A: There are two chapters of North Carolina state laws that govern HOAs: Chapter 55, the North Carolina Nonprofit Corporation Act, and Chapter 47F, the Planned Community Act (or Chapter 47C, which governs condominiums). The Nonprofit Corporation Act states plainly that “a corporation shall hold a meeting of shareholders annually at a time stated in or fixed in accordance with the bylaws.”
The Planned Community Act (PCA) states that “a meeting of the association shall be held at least once each year.” It also states that “in addition to any specific information that is required by the bylaws to be assembled and reported to the lot owners at specified times, the association shall make an annual income and expense statement and balance sheet available to all lot owners at no charge and within 75 days after the close of the fiscal year to which the information relates.”
If the developer continues to ignore your written requests that the laws be followed, you may need to hire an attorney to represent you and other like-minded owners. You may be able to recover your attorney fees if litigation becomes necessary.
HOA won’t identify board
Q: My HOA in South Carolina refuses to give me the names of the members of our board of directors. Is this legal?

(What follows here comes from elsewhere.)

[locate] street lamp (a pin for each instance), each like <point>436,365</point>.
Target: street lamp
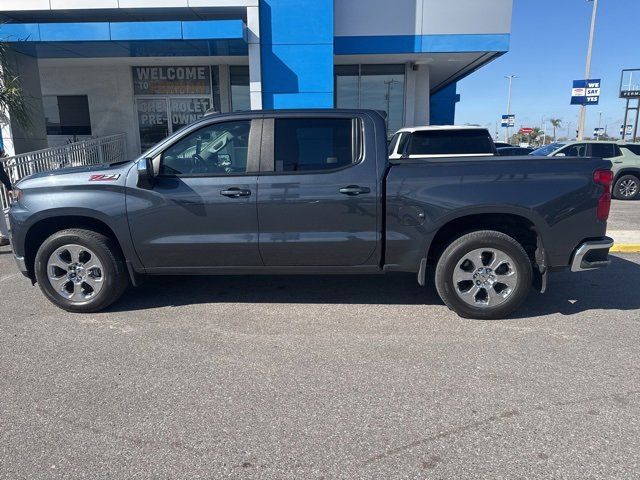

A: This answer is from my law partner, Cynthia Jones, who is licensed in South Carolina.
Like North Carolina, the South Carolina Nonprofit Corporation Act of 1994 requires the corporation to maintain, as part of its corporate records, the names and addresses of all current officers and directors. Those records may be inspected by members who give written notice of their desire to see them at least five business days in advance.
The particular statutes can be found in the South Carolina Code of Laws §§ 33-31-1601, 1602, and 1603 (which may be found here: http://www.scstatehouse.gov/code/t33c031.php). I assume it’s the HOA’s property manager who is refusing your request. I suggest that you send written notice to the property manager with your request to see the records. Be sure to give at least five days’ notice. Note that the law allows the HOA to impose a reasonable charge for the cost of labor and material for any copies that it provides to you.